Recent advances in multi-task learning architectures have demonstrated promising results for DR segmentation. Fu et al. [15] proposed LFRC-Net, a lightweight frequency recalibration network for multi-lesion DR segmentation that achieves efficient performance on IDRiD. Their RMCA U-net [16] for hard exudate segmentation demonstrates the importance of multi-scale feature fusion, which our comprehensive annotations directly support. Additionally, their work on optic disc segmentation using probability bubbles [17] and fovea localization using blood vessel vectors [18] addresses anatomical structure detection—tasks that Refined IDRiD’s integrated anatomical annotations enable.
Future work should evaluate these architectures on Refined IDRiD to establish baseline performance benchmarks. The dataset’s unified annotation format and comprehensive anatomical context may particularly benefit attention-based and transformer architectures that leverage spatial relationships between lesions and anatomical structures.

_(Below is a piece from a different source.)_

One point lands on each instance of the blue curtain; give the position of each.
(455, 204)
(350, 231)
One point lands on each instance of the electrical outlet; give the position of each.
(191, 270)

5.4. Clinical Application Considerations

Refined IDRiD enables the development of comprehensive DR screening systems covering multiple severity stages. For early screening programs focusing on non-proliferative DR, models can be trained on MA, HE, EX, and CWS annotations with emphasis on high sensitivity to minimize false negatives. For proliferative DR detection requiring urgent referral decisions, models should incorporate NV, VH, and IRMA annotations with emphasis on high specificity to minimize unnecessary urgent referrals. A recommended cascade architecture uses Stage 1 (non-proliferative) to filter inputs to Stage 2 (proliferative), optimizing computational efficiency while maintaining clinical sensitivity.

5.5. Limitations

Several limitations should be acknowledged. First, the dataset contains 81 images, which is insufficient for training production systems independently—researchers should consider combining it with other datasets or using it as a fine-tuning resource. The limited dataset size (81 images) has important implications for our comparative analysis. DeepLabV3+ was selected as a validation model rather than a production system due to its established performance in medical image segmentation and reproducibility. When comparing models trained on small datasets, statistical power is reduced; we addressed this by using paired comparisons and reporting effect sizes alongside p-values. The 9.2% mean IoU improvement with consistent directionality across all lesion types provides evidence of a genuine annotation quality improvement rather than random variation. Researchers should use Refined IDRiD as a fine-tuning resource or in combination with larger datasets (e.g., DDR, FGADR) for training production systems. The trade-off between dataset size and annotation quality favors Refined IDRiD for validation and fine-tuning purposes where high-quality expert-validated annotations are critical. Second, all images originate from a single camera model (Kowa VX-10α), limiting camera diversity and potentially impacting generalization. Third, the dataset represents an Indian patient population; model performance on other ethnicities requires validation. Fourth, only 12 proliferative DR cases (14.8%) are included; additional proliferative images would strengthen NV/VH detection capabilities. Fifth, the dataset lacks annotations for diabetic macular edema (DME), another critical DR complication requiring treatment.

Author Contributions

Conceptualization: S.I.; Methodology: S.I. and P.B.; Annotation and validation: P.B. (lead ophthalmologist), with assistance from two expert fundus image annotators; Data curation and preprocessing: S.I.; Software development: S.C.; Statistical analysis: S.C. and S.I.; Writing—original draft: S.C.; Writing—review and editing: S.I., S.K. and P.B.; Supervision: S.I.; Funding acquisition: S.I. All authors have read and agreed to the published version of the manuscript.

Funding

This research received funding support from the NSRF via the Program Management Unit for Human Resources & Institutional Development, Research and Innovation (grant number B04G640070). The first author (S.C.) was supported by Thailand’s Education Hub for the Southern Region of ASEAN Countries for Ph.D. Students.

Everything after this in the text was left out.